When modern life feels overwhelming, yoga offers a powerful way to find balance, calm, and clarity. Through intentional movement and breath, specific yoga practices can bring greater mental sharpness and inner peace. According to renowned yoga and spiritual leader Himalayan Siddhaa Akshar, Founder of Akshar Yoga Kendraa, the mind can be trained just like the body—to focus, perform, and stay grounded.
“Whether you’re a student preparing for exams, a professional tackling deadlines, or anyone navigating daily chaos, yoga can help you anchor your thoughts and elevate your mental discipline,” says Akshar Ji. “Yoga is more than physical—it aligns your breath, body, and consciousness.”
Here are five yoga practices recommended by the expert to enhance your focus and cognitive clarity:
1. Tadasana (Mountain Pose)
This foundational pose promotes stillness and mental awareness. It helps improve posture, breathing, and overall alertness.
How to do it:
Stand upright with feet together. Distribute your weight evenly. Inhale deeply and raise your arms overhead while stretching the entire body. Hold the pose and breathe steadily. Repeat five times.
2. Vrikshasana (Tree Pose)
This balance pose boosts concentration by demanding full mental engagement to maintain stability.
How to do it:
Stand with your feet together. Raise one foot and rest it on the inner thigh or calf of the opposite leg (avoid the knee). Bring your palms together in prayer position at your heart or raise your arms overhead. Fix your gaze on a steady point and hold for 30 seconds on each side.
3. Padmasana (Lotus Pose) with Gyan Mudra
This classic seated posture calms the mind and enhances memory and mental strength, especially when combined with the Gyan Mudra.
How to do it:
Sit in Lotus or cross-legged position. Rest your hands on your knees, palms facing upward, with the index finger and thumb touching. Close your eyes and focus on your breath for 5–10 minutes.
4. Balasana (Child’s Pose)
This gentle pose soothes the nervous system and helps relieve emotional fatigue.
How to do it:
Kneel with your big toes touching and sit back on your heels. Bend forward, bringing your forehead to the floor and stretching your arms in front (or by your sides).

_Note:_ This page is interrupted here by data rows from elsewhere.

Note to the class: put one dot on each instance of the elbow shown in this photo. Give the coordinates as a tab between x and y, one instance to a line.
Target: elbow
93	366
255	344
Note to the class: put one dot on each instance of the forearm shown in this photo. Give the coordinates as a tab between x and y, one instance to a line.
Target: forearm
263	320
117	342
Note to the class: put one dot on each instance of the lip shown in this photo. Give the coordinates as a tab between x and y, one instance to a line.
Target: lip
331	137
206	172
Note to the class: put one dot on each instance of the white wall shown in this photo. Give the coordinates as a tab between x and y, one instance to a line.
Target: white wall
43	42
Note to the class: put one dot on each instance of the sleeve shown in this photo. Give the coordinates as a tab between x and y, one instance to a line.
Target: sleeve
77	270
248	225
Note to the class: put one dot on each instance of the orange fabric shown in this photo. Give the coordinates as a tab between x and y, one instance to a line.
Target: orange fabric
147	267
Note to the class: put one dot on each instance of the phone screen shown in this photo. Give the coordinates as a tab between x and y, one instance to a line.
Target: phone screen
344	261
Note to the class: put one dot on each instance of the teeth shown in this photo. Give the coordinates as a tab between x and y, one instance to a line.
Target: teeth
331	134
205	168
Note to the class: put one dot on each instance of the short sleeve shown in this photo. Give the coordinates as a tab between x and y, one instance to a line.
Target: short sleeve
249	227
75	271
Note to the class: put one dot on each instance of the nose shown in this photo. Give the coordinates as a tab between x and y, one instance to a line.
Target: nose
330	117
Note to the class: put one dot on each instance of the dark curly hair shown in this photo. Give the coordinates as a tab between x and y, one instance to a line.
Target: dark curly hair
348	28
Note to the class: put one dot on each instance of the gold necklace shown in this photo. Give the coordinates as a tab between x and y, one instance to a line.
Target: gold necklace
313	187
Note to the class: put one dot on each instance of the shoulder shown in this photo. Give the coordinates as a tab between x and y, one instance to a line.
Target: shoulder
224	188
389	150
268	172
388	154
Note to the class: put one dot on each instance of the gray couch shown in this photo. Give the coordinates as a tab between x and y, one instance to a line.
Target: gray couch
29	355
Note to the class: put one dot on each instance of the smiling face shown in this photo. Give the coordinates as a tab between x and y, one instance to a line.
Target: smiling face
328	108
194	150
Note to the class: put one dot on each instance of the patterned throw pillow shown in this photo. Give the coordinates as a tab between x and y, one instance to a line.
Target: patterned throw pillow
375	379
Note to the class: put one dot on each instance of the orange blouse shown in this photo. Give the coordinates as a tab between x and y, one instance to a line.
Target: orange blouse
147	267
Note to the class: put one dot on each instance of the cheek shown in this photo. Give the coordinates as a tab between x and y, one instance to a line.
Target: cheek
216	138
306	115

Breathe deeply for 1–2 minutes.
5. Trataka (Candle Gazing Meditation)
A non-physical yogic technique, Trataka trains the mind to focus sharply and aids in developing single-pointed attention.
How to do it:
In a dim room, place a lit candle at eye level. Gaze steadily at the flame without blinking until your eyes tire. Close your eyes and visualize the flame. Practice daily for a few minutes.
Conclusion:
Yoga is not about forcing concentration—it’s about stillness, awareness, and training your mind to remain present. These five techniques, when practiced consistently, can reshape your mental patterns and support a calmer, more focused way of living.